Tout de même nerveuse en arrivant devant la porte du bureau de l'agent, Élisabeth repensa à une cliente du bar à qui elle estimait ressembler. Une belle rousse aux magnifiques yeux verts. Frappant discrètement sur la porte, elle attendit d'entendre Fitzwilliam l'inviter à entrer avant de saisir la poignée et pénétrer dans la pièce.
-Monsieur? L'interpella-t-elle, voyant qu'il continuait à écrire.
-Oui… pardon, je suis à vous dans un instant… Répondit celui-ci en finissant de noter quelque chose dans un dossier.
Relevant la tête après avoir posé son stylo, le jeune homme perdit tout d'abord son sourire, puis se leva brusquement en renversant la bouteille d'eau qui était resté ouverte à côté du dossier. Il jura en constatant le dégât, tenta d'éponger l'eau avec quelques papiers mouchoirs, avant de s'excuser, contourner son bureau pour aller vers la nouvelle venue, un grand sourire aux lèvres et la main tendue.
-Pardonnez-moi… mademoiselle?
-Cindy, Cindy Bloom, pour vous servir.
-Que puis-je faire pour vous, mademoiselle Bloom?
-Vous ne me reconnaissez pas?
-Eh bien non. Je devrais?
-Super! S'exclama Élisabeth. Les gars? Reprit-elle en haussant le ton.
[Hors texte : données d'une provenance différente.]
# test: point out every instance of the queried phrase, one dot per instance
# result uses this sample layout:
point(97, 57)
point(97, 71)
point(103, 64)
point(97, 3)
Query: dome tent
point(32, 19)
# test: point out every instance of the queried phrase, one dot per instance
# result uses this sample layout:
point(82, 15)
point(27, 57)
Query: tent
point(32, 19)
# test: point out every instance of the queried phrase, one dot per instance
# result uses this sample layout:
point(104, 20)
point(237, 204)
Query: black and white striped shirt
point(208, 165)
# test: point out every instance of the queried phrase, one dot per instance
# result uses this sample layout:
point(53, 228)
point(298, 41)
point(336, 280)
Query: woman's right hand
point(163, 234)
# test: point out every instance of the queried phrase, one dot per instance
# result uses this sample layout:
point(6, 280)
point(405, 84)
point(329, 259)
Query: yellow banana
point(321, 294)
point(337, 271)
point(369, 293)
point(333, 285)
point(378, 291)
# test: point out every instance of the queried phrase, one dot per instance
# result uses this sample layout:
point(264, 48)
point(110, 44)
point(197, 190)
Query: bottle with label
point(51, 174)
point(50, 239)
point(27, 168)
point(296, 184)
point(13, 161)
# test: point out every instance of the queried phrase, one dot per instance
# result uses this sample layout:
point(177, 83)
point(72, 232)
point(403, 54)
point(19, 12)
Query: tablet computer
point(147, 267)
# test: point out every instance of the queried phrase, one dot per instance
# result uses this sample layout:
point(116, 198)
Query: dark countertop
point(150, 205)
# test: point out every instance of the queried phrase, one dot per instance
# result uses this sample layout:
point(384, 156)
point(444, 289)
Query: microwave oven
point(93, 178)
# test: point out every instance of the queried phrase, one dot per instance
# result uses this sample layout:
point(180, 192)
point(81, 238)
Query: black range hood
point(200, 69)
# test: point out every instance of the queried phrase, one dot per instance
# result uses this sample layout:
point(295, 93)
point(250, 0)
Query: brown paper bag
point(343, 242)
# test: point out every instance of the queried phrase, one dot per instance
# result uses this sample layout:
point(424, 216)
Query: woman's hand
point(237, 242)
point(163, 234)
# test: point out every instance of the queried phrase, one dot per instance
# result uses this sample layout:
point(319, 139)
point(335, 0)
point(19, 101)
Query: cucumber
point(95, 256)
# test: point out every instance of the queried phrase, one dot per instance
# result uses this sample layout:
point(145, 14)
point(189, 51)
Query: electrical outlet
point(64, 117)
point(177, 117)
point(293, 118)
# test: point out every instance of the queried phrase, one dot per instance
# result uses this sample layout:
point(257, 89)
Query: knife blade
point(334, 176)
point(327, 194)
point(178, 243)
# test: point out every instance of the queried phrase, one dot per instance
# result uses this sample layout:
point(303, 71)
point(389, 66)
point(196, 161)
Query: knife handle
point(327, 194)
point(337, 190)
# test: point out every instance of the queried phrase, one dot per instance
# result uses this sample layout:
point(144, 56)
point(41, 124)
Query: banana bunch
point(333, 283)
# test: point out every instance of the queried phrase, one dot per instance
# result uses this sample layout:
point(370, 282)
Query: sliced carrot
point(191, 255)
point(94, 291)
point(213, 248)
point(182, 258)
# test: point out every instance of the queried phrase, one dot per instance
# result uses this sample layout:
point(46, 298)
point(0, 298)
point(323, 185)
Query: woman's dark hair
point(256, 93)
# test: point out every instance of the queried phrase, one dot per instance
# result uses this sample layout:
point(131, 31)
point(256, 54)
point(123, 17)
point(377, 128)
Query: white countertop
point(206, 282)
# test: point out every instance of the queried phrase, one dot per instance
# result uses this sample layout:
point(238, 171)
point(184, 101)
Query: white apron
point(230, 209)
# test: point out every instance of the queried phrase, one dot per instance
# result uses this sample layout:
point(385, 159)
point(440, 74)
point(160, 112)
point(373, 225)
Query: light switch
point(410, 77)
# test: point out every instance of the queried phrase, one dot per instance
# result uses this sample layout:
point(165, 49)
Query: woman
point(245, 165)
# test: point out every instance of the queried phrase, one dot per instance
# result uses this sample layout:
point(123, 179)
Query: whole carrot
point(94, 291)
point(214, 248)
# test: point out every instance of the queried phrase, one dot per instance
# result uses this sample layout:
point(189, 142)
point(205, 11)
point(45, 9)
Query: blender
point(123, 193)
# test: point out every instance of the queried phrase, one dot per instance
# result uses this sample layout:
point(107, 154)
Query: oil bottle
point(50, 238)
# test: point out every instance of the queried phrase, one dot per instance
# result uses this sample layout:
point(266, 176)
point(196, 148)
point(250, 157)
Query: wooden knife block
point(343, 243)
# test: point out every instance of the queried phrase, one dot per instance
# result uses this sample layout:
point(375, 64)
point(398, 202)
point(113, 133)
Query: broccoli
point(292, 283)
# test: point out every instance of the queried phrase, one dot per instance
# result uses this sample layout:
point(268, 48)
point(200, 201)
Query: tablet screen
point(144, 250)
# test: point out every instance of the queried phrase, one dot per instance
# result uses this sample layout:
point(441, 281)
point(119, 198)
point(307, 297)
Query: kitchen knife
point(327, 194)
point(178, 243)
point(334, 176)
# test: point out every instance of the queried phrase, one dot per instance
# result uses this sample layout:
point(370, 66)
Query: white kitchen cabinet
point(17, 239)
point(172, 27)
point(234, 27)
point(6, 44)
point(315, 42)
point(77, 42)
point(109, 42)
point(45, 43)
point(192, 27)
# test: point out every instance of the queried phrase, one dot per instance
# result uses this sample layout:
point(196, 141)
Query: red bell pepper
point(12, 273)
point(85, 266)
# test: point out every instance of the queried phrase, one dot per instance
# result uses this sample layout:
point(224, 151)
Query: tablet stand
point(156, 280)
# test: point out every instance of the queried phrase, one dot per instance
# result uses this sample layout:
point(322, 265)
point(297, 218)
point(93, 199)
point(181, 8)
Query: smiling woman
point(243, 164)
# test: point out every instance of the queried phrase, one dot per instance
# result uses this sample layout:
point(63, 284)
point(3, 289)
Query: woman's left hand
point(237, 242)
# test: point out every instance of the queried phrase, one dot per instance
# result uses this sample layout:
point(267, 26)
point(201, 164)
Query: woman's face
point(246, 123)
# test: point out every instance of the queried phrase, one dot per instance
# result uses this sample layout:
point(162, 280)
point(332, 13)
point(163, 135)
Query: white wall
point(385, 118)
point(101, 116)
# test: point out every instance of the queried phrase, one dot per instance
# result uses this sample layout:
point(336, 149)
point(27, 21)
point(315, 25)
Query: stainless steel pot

Aussitôt, les trois hommes des effets spéciaux pénétrèrent dans la petite pièce et s'agglutinèrent à côté d'Élisabeth.
-Alors? S'intéressa le chef, Paolo.
-Ne me dites pas qu'il s'agit d'Élisabeth? Bredouilla Fitzwilliam en s'asseyant.
Retirant sa perruque d'un seul mouvement, Élisabeth gloussa de plaisir en voyant l'air incrédule du jeune homme.
-Eh oui!
-Beau travail les gars. Vraiment, s'enthousiasma-t-il, tout en détaillant la silhouette d'Élisabeth ainsi mise en valeur.
Après avoir réglé les derniers détails de la participation des deux femmes à la fête de graduation où Élisabeth allaient enfin pouvoir mettre Roseline à l'épreuve, Fitzwilliam écouta son invitée lui confier ses inquiétudes concernant les lacunes réelles de la jeune agente.
Quinze minutes plus tard, Élisabeth quitta le bureau du détective, liée par la promesse de lui faire un compte rendu complet à la fin de cette première expérience.
-Si vous êtes d'accord, on évaluera la situation à partir des résultats obtenus par Roseline à cette fête… Lui avait-il concédé.
-Très bien. Je vous appelle au plus tard vendredi matin alors, avait-elle répondu.
Jeudi 13h00, l'agente Roseline Clark et la bombe rousse Cindy Bloom se présentèrent à l'adresse indiquée sur le petit carnet qu'Élisabeth tenait dans la main. Lorsque le chauffeur de taxi les déposa devant les grilles d'une immense et magnifique maison de pierres, Roseline ne put retenir le cri d'exclamation qui lui montait de la gorge. Élisabeth régla le chauffeur, puis rejoignit l'agente à l'extérieur. Appuyant sur le bouton pour annoncer leur arrivée, Élisabeth expliqua à son interlocuteur qu'elles faisaient partie de l'équipe du traiteur engagé pour l'événement.
Elles pénétrèrent rapidement après avoir entendu le déclic de la porte et se présentèrent à l'entrée de service où les attendait un homme basané qu'Élisabeth identifia comme étant Abdel, le propriétaire de la compagnie de traiteur.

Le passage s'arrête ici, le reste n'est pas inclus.